The 200,000-square-foot center is, appropriately, at 111 E. Wacker, in a building designed by Mies van der Rohe, the pioneer of Mid-Century Modernism. It’s just off Michigan Avenue and above the dock for the Chicago Architecture Foundation Center River Cruise.
It will open to the public Friday, which Emanuel proclaimed Chicago Architecture Day, kicking off a grand opening weekend that runs through Labor Day.
Admission is $12 for adults, $8 for students (with ID) and free for members and children under five. Admission to the center is included in the fee for walking and bus tours. Discounted admission is available with river cruise tickets.

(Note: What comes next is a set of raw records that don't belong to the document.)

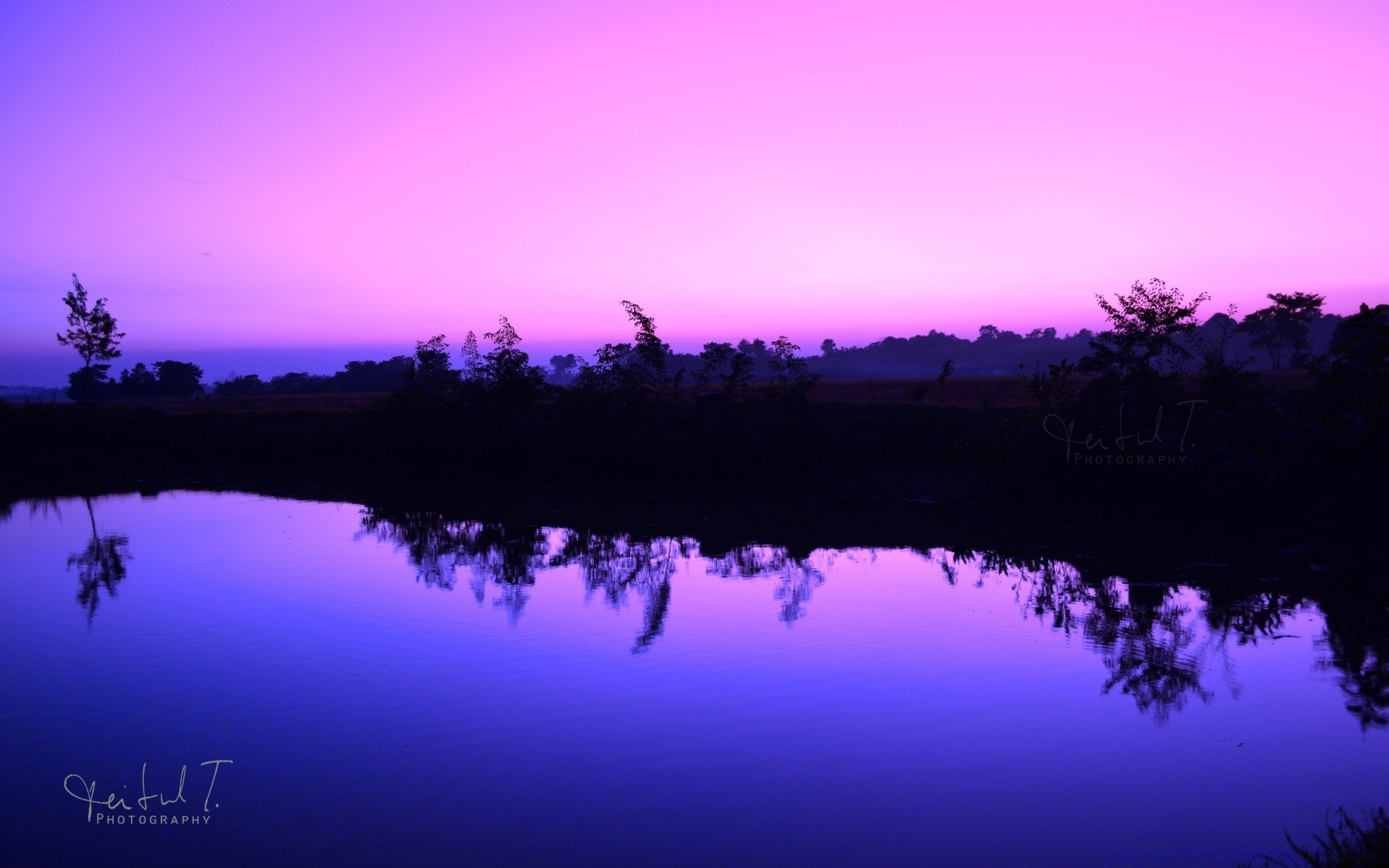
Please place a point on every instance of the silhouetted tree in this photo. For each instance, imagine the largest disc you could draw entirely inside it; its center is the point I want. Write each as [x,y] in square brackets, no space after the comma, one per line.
[101,566]
[507,368]
[564,367]
[1283,326]
[178,378]
[1144,341]
[138,381]
[791,374]
[92,333]
[430,374]
[238,386]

“Chicago’s architecture is very much — I don’t know how else to say it — our family jewels. This is what we share with the world as they come to our city. We have `em look at our little treasures and they are incredible treasures,” Emanuel told the crowd of movers and shakers assembled for the ceremony.
“People from around the globe come here. They’re all taken with this spectacular man-made architecture against the background of God’s beauty: Lake Michigan. When you put those together, this is why Chicago is so special.”
Designed by Adrian Smith + Gordon Gill Architecture, the center is truly a celebration for Chicago’s world-renowned architecture.
The first floor includes a Chicago Gallery with an expanded Chicago Model — complete with 4,250 buildings instead of 1,300 — to tell the story of how this city became the “epicenter of modern architecture.
A film and interactive light show illuminates the model to show Chicago’s early growth, its rebirth after the Great Chicago Fire of 1871, its first-ever skyscrapers and the buildings of steel and glass, along with Millennium Park, that have become what the foundation calls “modernist masterpieces.”
The gallery also showcases Chicago’s best-known architects and unique home designs. They include: worker cottages from 1830 to 1890; two-flats in the 1910’s; bungalows and courtyard buildings in the ’20’s and ’30’s and high-rises in the 1960’s.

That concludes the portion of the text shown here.